陸羽對茶葉的保藏很注重,《茶經·二之具》中有專門的藏茶器物,名“育”,育者,以其藏養為名。“育,以木制之,以竹編之,以紙糊之。中有隔,上有覆,下有床,傍有門,掩一扇。中置一器,貯煻煨火,令煴煴然。江南梅雨時,焚之以火。”以火灰直至以明火來驅除空氣中的潮濕之氣對茶葉的侵襲來保藏茶葉。

北宋前期,人們保管茶葉有沿用唐代陸羽方法者,即用火。“收藏之家,以蒻葉封裹入焙中,兩三日一次用火,常如人體溫溫,則御濕潤,若火多則茶焦不可食。”《茶錄》上篇《藏茶》。只是較陸羽多了一層封裹的蒻葉。
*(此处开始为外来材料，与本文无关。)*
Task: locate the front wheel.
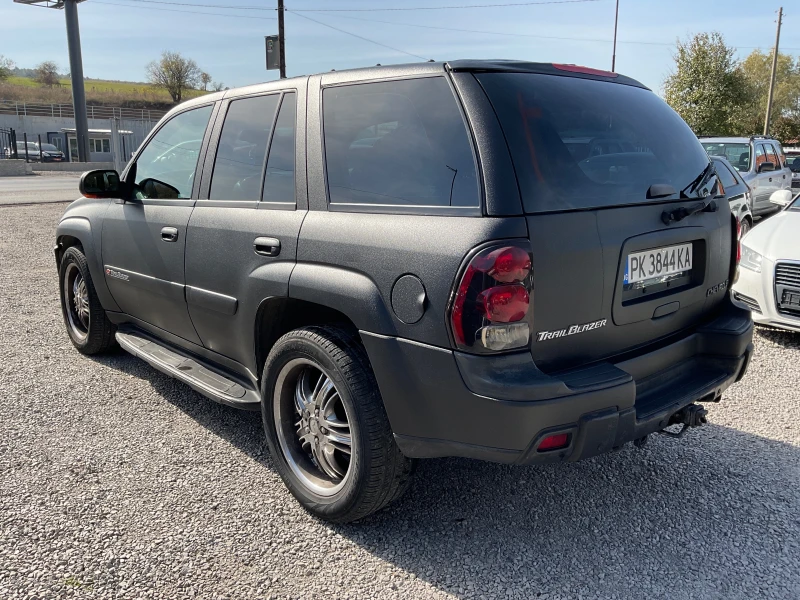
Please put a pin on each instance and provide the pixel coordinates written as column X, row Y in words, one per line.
column 327, row 428
column 88, row 327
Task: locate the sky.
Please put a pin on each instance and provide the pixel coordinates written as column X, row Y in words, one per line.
column 119, row 37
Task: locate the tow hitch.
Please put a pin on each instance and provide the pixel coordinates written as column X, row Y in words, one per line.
column 693, row 415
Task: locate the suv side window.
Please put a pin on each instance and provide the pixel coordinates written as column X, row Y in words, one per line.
column 242, row 148
column 165, row 168
column 761, row 155
column 728, row 179
column 772, row 155
column 398, row 143
column 279, row 181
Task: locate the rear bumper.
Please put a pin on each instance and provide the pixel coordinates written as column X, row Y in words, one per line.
column 445, row 403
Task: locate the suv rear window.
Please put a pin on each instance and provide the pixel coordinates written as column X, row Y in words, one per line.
column 398, row 143
column 580, row 143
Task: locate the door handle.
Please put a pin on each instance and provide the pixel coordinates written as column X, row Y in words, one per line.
column 169, row 234
column 267, row 246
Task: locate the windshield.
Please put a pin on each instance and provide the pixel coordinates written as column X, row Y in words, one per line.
column 580, row 143
column 738, row 154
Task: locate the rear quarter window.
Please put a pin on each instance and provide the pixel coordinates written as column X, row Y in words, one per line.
column 580, row 143
column 398, row 143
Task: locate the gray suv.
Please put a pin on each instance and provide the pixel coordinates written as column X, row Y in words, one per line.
column 517, row 262
column 761, row 163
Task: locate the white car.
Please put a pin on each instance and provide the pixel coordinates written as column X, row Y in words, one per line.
column 768, row 278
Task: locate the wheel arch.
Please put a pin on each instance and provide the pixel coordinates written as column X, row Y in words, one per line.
column 278, row 316
column 77, row 231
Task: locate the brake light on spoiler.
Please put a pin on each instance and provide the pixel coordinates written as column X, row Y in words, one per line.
column 491, row 301
column 584, row 70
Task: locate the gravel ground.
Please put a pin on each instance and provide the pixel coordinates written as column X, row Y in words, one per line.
column 118, row 482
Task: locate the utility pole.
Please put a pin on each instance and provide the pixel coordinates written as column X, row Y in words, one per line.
column 281, row 39
column 774, row 68
column 614, row 54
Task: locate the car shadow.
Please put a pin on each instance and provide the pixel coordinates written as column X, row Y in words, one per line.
column 788, row 339
column 715, row 514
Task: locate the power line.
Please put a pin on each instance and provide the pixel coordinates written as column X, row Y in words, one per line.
column 525, row 35
column 406, row 8
column 361, row 37
column 193, row 12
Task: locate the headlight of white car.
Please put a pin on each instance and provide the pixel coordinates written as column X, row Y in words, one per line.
column 751, row 259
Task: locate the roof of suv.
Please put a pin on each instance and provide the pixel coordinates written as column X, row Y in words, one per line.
column 462, row 65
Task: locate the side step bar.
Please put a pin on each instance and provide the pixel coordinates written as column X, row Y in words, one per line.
column 192, row 372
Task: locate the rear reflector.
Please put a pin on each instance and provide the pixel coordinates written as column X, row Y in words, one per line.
column 554, row 442
column 584, row 70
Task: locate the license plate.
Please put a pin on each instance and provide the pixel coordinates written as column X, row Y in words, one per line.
column 658, row 263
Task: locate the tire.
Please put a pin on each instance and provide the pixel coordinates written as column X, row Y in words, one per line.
column 88, row 327
column 340, row 487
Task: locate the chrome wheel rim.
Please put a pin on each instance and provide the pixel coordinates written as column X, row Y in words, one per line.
column 76, row 302
column 313, row 427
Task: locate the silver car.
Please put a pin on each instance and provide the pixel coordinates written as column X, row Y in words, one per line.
column 761, row 163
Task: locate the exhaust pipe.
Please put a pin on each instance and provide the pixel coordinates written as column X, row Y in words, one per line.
column 689, row 416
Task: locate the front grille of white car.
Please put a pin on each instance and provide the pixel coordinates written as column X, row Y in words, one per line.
column 787, row 288
column 750, row 302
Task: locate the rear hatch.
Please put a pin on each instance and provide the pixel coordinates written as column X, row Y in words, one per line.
column 602, row 166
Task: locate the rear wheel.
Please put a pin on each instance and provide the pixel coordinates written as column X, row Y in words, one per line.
column 87, row 325
column 327, row 428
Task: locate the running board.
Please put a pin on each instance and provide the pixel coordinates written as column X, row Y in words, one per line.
column 190, row 371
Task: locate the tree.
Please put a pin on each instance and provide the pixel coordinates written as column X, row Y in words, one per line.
column 47, row 74
column 786, row 98
column 6, row 65
column 174, row 73
column 708, row 88
column 205, row 79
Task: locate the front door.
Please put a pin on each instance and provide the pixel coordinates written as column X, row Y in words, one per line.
column 144, row 238
column 242, row 238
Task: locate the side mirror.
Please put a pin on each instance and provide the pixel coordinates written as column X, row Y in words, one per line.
column 100, row 184
column 153, row 188
column 781, row 197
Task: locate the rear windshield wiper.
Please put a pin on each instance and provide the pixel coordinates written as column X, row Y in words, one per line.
column 680, row 213
column 698, row 181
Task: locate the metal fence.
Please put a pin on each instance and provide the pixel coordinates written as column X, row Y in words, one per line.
column 24, row 109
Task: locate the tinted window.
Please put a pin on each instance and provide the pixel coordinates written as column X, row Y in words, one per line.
column 761, row 155
column 166, row 166
column 580, row 143
column 279, row 182
column 398, row 143
column 772, row 156
column 738, row 154
column 239, row 165
column 727, row 178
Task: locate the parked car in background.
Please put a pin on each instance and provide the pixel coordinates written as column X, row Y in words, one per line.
column 50, row 153
column 409, row 262
column 793, row 162
column 768, row 279
column 760, row 162
column 737, row 192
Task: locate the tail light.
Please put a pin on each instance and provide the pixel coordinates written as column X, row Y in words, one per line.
column 738, row 242
column 491, row 302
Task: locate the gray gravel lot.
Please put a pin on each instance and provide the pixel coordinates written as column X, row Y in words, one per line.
column 118, row 482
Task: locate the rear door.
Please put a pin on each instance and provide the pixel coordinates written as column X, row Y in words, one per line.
column 616, row 265
column 242, row 238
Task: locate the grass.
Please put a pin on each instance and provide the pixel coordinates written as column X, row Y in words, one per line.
column 98, row 91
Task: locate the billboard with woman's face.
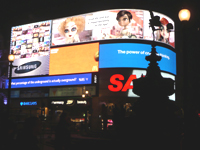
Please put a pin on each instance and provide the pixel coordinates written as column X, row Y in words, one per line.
column 71, row 45
column 110, row 24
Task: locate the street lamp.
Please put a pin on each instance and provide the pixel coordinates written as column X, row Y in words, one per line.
column 11, row 58
column 184, row 15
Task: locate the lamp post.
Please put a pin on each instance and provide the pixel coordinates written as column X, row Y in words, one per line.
column 11, row 58
column 184, row 17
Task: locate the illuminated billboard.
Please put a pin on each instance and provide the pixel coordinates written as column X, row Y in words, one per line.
column 74, row 59
column 78, row 46
column 76, row 79
column 30, row 44
column 110, row 24
column 132, row 55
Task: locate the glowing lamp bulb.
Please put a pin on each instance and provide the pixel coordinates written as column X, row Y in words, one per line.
column 184, row 15
column 11, row 57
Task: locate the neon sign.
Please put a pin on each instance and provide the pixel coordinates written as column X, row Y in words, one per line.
column 28, row 103
column 119, row 85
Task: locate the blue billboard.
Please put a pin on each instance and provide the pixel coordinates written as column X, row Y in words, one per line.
column 132, row 55
column 76, row 79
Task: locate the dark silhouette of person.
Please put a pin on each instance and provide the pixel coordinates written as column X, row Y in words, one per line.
column 104, row 116
column 27, row 138
column 62, row 133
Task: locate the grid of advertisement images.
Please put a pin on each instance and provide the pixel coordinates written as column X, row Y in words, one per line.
column 31, row 40
column 110, row 24
column 44, row 48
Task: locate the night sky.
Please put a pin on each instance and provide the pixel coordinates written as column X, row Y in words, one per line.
column 13, row 13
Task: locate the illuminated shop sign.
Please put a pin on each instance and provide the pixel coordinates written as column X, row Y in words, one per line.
column 70, row 102
column 28, row 103
column 132, row 55
column 51, row 81
column 117, row 82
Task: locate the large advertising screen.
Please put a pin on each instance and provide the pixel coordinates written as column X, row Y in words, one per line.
column 30, row 44
column 74, row 59
column 84, row 43
column 76, row 79
column 110, row 24
column 119, row 82
column 132, row 55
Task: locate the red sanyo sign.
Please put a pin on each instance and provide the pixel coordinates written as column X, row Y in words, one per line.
column 116, row 80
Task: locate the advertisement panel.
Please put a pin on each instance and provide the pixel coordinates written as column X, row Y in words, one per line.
column 118, row 82
column 74, row 59
column 132, row 55
column 110, row 24
column 30, row 44
column 76, row 79
column 71, row 91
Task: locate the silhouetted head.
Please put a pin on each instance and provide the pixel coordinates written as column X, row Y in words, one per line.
column 32, row 125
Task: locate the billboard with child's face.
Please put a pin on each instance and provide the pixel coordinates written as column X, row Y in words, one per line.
column 110, row 24
column 71, row 45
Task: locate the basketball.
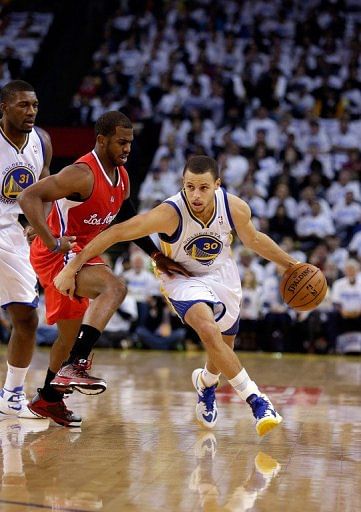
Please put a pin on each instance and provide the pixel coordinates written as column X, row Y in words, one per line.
column 303, row 287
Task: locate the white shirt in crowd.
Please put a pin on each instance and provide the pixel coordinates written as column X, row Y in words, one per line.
column 347, row 295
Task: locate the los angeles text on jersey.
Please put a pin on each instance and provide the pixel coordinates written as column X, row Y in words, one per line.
column 95, row 220
column 15, row 178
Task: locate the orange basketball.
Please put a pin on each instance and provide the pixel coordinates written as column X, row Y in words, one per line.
column 303, row 287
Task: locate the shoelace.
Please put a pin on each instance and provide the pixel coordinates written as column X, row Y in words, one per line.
column 83, row 364
column 261, row 408
column 208, row 397
column 18, row 397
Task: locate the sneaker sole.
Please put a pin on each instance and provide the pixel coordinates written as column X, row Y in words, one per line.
column 31, row 415
column 63, row 423
column 85, row 389
column 265, row 425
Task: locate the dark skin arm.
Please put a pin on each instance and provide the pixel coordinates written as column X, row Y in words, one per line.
column 73, row 179
column 29, row 231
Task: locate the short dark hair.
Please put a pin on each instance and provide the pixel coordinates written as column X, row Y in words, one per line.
column 202, row 164
column 12, row 87
column 107, row 123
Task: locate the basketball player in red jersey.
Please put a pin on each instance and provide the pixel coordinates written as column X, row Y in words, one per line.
column 86, row 196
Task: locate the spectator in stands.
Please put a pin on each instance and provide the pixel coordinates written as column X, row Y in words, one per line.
column 248, row 262
column 282, row 197
column 346, row 214
column 280, row 225
column 117, row 332
column 313, row 227
column 346, row 182
column 355, row 244
column 343, row 140
column 248, row 337
column 346, row 296
column 141, row 284
column 159, row 184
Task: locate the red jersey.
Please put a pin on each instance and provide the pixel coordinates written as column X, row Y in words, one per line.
column 88, row 218
column 81, row 219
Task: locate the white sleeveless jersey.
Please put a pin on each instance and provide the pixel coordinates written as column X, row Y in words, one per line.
column 204, row 250
column 19, row 168
column 201, row 248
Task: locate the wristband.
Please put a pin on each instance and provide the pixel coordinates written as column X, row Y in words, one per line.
column 57, row 247
column 156, row 254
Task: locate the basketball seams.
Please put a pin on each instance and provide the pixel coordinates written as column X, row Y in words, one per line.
column 313, row 275
column 291, row 277
column 315, row 298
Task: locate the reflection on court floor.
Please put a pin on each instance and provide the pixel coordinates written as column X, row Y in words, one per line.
column 140, row 448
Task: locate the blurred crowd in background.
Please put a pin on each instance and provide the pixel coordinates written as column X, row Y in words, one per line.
column 271, row 89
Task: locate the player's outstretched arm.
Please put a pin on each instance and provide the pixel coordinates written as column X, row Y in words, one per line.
column 258, row 242
column 72, row 179
column 162, row 219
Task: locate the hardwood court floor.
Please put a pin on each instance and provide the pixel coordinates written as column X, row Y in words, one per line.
column 140, row 450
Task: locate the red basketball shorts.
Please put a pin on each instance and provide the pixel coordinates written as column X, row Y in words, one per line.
column 47, row 266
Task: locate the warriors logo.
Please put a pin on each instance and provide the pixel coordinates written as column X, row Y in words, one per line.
column 15, row 181
column 204, row 248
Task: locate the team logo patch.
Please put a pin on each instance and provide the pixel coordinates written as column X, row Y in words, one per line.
column 15, row 181
column 204, row 248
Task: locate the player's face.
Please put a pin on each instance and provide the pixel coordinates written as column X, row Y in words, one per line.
column 20, row 110
column 119, row 145
column 199, row 190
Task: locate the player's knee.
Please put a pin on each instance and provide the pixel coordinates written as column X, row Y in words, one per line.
column 121, row 290
column 116, row 290
column 208, row 331
column 26, row 322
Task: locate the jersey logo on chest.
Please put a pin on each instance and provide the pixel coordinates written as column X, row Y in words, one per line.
column 204, row 248
column 15, row 181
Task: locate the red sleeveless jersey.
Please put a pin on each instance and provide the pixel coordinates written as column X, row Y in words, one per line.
column 81, row 219
column 88, row 218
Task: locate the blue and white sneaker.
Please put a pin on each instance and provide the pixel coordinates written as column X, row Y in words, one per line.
column 266, row 416
column 14, row 403
column 206, row 408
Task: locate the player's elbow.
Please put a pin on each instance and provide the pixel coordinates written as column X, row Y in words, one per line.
column 252, row 242
column 22, row 199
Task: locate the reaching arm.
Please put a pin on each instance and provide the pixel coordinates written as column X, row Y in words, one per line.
column 253, row 239
column 162, row 219
column 74, row 179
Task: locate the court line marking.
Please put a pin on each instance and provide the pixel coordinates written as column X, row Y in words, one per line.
column 44, row 507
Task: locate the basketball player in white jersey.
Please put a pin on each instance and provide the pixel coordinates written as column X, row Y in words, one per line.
column 25, row 155
column 195, row 228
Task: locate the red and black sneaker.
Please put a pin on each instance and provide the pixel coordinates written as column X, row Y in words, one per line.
column 75, row 376
column 57, row 411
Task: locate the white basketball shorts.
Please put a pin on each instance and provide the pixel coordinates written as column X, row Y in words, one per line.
column 224, row 297
column 18, row 282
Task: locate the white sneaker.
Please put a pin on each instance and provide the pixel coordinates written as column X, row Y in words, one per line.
column 15, row 403
column 266, row 415
column 206, row 408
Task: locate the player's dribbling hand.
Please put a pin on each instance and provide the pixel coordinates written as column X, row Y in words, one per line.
column 64, row 282
column 29, row 233
column 169, row 267
column 67, row 243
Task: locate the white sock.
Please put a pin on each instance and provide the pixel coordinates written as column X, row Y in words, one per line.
column 15, row 378
column 243, row 385
column 208, row 378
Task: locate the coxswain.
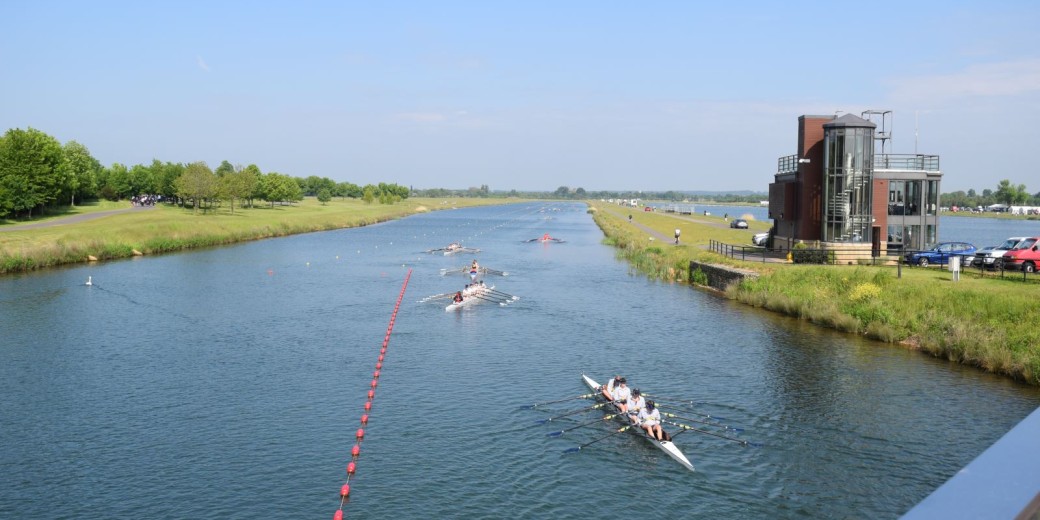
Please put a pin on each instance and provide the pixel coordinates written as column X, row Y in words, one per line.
column 650, row 421
column 635, row 405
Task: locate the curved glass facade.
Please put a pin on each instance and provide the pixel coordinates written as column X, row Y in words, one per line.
column 848, row 176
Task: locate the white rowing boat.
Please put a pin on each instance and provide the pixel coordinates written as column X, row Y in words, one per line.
column 470, row 294
column 666, row 446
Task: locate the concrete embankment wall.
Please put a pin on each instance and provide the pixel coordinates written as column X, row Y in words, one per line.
column 721, row 277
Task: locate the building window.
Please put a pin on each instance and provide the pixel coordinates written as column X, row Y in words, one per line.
column 848, row 176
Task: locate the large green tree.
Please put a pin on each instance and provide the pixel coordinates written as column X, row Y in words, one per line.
column 79, row 171
column 30, row 171
column 197, row 183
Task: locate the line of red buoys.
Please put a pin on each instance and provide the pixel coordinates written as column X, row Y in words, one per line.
column 352, row 467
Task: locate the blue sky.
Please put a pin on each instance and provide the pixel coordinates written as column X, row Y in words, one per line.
column 529, row 96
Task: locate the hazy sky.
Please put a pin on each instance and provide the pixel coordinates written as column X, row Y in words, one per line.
column 533, row 95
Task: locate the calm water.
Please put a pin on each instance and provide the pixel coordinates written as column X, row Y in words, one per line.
column 230, row 382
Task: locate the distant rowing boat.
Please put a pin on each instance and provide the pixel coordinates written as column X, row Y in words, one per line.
column 666, row 446
column 471, row 294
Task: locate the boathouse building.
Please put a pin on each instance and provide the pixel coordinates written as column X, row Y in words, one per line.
column 838, row 191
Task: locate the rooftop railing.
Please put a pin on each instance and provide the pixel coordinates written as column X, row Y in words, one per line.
column 788, row 163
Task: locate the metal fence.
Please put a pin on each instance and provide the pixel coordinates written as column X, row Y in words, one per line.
column 838, row 256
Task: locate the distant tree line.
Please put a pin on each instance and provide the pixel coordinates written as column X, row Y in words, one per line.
column 37, row 173
column 566, row 192
column 1006, row 193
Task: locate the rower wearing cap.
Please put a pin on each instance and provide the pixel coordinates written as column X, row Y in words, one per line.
column 607, row 389
column 620, row 394
column 635, row 405
column 650, row 421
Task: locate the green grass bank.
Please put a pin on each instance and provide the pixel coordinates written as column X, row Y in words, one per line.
column 987, row 322
column 163, row 229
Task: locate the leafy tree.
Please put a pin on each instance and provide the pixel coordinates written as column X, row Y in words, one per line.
column 348, row 189
column 224, row 170
column 278, row 187
column 79, row 171
column 117, row 182
column 255, row 178
column 30, row 171
column 197, row 183
column 236, row 184
column 165, row 177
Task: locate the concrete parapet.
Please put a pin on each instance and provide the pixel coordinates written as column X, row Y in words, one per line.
column 720, row 277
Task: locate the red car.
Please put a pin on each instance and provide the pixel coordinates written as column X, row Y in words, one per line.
column 1024, row 256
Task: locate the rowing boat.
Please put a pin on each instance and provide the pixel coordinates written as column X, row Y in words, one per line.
column 666, row 446
column 470, row 294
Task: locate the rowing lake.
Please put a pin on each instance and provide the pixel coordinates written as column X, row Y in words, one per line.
column 229, row 383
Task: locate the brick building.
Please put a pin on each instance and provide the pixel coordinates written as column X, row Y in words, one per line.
column 837, row 192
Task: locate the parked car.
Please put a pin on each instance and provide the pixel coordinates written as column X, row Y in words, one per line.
column 1025, row 256
column 992, row 256
column 940, row 254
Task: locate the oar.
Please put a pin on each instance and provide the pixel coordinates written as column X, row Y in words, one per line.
column 683, row 403
column 437, row 296
column 507, row 295
column 582, row 396
column 568, row 414
column 603, row 418
column 612, row 434
column 724, row 426
column 687, row 427
column 499, row 302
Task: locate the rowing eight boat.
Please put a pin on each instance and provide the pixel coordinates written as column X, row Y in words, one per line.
column 470, row 294
column 666, row 446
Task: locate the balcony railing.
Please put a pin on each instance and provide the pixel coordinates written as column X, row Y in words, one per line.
column 907, row 161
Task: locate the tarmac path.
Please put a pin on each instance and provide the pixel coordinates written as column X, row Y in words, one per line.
column 73, row 218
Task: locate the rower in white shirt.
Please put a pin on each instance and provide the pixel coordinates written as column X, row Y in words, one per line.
column 620, row 394
column 650, row 421
column 635, row 405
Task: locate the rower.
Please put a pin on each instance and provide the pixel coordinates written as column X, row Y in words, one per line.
column 635, row 405
column 650, row 421
column 607, row 389
column 620, row 394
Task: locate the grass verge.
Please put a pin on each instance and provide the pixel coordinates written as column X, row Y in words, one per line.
column 986, row 322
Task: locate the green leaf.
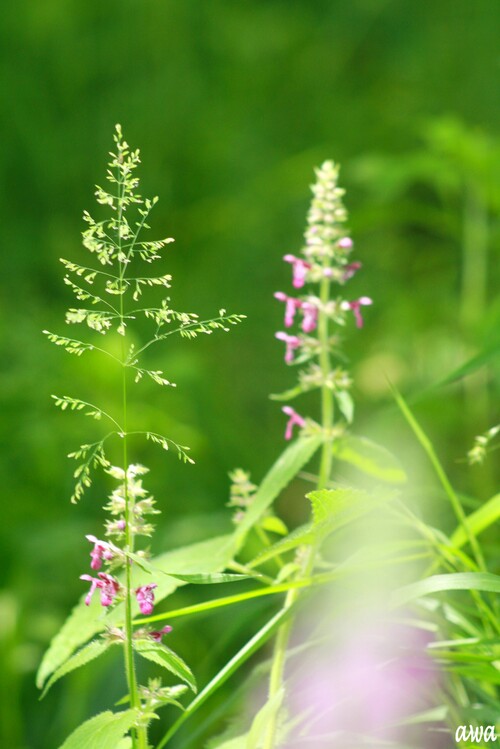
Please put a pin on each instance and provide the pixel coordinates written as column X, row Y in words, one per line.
column 86, row 621
column 335, row 508
column 228, row 670
column 125, row 743
column 208, row 578
column 102, row 731
column 482, row 581
column 369, row 458
column 345, row 404
column 288, row 395
column 486, row 356
column 261, row 721
column 91, row 651
column 282, row 472
column 163, row 656
column 478, row 521
column 299, row 537
column 273, row 524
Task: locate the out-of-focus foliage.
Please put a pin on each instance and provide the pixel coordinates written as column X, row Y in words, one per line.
column 233, row 103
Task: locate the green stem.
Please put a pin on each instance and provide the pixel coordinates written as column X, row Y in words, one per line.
column 325, row 468
column 139, row 734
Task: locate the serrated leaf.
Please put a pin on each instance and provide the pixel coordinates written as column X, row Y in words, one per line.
column 91, row 651
column 345, row 404
column 370, row 458
column 282, row 472
column 273, row 524
column 163, row 656
column 86, row 621
column 102, row 731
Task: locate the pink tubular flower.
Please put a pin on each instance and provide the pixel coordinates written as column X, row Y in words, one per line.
column 157, row 635
column 310, row 320
column 300, row 268
column 355, row 306
column 292, row 305
column 345, row 243
column 100, row 551
column 292, row 342
column 145, row 598
column 294, row 418
column 107, row 584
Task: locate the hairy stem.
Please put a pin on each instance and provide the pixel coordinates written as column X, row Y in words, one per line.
column 139, row 734
column 327, row 414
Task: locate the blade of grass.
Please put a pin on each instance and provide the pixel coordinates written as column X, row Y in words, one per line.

但是靠升火來藏茶的方法,顯然既不經濟又不方便,更何況萬一掌握得不好,還會將茶烤焦以致“不可食”而遭受損失,所以人們需要一種更方便、更經濟實惠,也更安全的辦法來收藏茶葉。這種方法就是密封藏茶法,北宋前期亦即出現。“茶不入焙者,宜密封,裹以蒻,籠盛之,置高處,不近濕氣。”《茶錄》下篇《茶籠》。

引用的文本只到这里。